5.2.3.5.1 Acute effects
Occupational exposure to ionizing radiation is usually localized and can lead to erythema or radiodermatitis. An acute radiation syndrome episode occurs very rarely. such an episode involved whole-body exposure exceeding 100 roentgens during a very short period. Persons with they syndrome usually suffer from nausea, vomiting, diarrhea, weakness, and shock. Following a latent period of 2 to 14 days, symptoms of fever and malaise occur and hemorrhagic lesions of the skin often appear. By the third week, epilation occurs. Internal and external ulceration may appear over the entire body, and bloody diarrhea may occur. Death may result from severe bone marrow depression if the radiation exposure level is high. If the person survives the toxic stage, recovery usually begins by the fifth or sixth week and is essentially complete after a long period (NIOSH 1977d).
A very high dose of radiation can produce symptoms of cerebral edema within minutes and death with 24 hr.
5.2.3.5.2 Chronic effects
Evidence continues to accumulate that low levels of radiation can cause biological damage. Researchers differ over the amount of radiation that is hazardous, but any amount of radiation is assumed to involve some risk. Workers should therefore avoid any radiation exposure. Variables such as age, sex, cigarette smoking, genetic makeup, state of health, diet, and endocrine status may modify the effects of ionizing radiation.

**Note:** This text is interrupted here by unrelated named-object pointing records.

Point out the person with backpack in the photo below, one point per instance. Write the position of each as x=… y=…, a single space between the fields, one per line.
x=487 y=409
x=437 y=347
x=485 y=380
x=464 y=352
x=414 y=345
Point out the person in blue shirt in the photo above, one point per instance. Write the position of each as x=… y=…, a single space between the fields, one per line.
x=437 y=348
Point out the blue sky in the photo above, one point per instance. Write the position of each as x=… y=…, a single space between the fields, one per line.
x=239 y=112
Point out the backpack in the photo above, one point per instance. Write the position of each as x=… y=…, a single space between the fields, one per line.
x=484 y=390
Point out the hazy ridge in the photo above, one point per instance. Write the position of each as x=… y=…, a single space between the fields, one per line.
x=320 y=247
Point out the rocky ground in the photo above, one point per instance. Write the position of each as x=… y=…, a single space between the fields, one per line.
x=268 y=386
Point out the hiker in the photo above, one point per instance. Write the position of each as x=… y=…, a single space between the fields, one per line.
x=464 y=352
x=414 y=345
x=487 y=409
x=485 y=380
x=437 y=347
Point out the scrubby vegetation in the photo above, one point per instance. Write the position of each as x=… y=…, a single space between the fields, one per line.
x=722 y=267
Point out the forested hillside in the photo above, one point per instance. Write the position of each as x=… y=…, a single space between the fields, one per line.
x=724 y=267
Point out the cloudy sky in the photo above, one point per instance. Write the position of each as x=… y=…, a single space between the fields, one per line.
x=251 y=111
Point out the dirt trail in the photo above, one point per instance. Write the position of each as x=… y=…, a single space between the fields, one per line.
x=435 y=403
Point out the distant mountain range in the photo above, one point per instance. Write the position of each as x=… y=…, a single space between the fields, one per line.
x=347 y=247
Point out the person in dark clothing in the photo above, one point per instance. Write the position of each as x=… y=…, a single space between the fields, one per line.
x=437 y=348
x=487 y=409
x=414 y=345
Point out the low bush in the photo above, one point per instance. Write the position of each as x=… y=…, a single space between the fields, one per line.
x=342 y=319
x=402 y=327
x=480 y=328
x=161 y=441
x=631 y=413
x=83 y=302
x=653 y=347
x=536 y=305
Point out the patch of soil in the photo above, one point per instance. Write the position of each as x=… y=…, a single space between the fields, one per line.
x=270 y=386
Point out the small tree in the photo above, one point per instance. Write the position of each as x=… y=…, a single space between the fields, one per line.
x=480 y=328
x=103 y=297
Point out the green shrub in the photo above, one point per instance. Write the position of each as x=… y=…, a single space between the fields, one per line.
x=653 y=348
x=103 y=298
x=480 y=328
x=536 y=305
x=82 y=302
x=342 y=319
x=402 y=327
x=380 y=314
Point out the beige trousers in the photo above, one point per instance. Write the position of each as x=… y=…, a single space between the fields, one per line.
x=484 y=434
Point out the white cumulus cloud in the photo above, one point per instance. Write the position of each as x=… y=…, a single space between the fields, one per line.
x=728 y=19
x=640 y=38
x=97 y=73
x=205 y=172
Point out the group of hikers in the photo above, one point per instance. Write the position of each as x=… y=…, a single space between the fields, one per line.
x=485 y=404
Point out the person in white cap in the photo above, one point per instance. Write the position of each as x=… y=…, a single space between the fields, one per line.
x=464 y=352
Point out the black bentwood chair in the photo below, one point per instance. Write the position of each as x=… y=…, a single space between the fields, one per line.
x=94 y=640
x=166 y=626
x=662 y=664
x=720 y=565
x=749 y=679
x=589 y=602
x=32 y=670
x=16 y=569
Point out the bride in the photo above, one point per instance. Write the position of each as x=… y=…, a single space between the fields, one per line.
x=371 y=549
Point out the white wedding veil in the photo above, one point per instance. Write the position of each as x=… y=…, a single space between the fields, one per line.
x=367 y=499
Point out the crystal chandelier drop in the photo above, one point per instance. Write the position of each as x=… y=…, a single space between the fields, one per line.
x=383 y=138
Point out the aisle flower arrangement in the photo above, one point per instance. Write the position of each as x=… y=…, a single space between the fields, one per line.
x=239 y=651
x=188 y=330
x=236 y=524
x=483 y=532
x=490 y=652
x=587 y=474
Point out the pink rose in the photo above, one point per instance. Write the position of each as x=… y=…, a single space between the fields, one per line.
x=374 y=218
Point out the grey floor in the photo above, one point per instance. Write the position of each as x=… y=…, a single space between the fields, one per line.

Ionizing radiation can cause gene mutation and chromosomal alteration; it can also delay or impair ell division and interfere with metabolic processes. Cells that normally divide rapidly (e.g. the blood-forming tissues, skin, gonads, and eye lenses) are usually more severely affected than the slower-dividing cells (e.g. the bones, endocrine glands, and nervous system).
Other somatic effects that result from irradiation include several types of cancers (myelogenous leukemia, bone, skin, and thyroid in children) lung and kidney fibrosis, lens opacities, cataracts, aplastic anemia, sterility, radiodermatitis, and shortened life span resulting from accelerated aging.
Prenatal radiation exposure may result in prenatal death from leukemia and morphological abnormalities in the developing nervous system or other organ systems. Sex-ratio changes have been noted. Doses of 10 to 19 rem received by human fetuses have been shown to produce small head size; doses above 150 rem have been associated with mental retardation (Beebe 1981; Meyer and Tonascia 1981).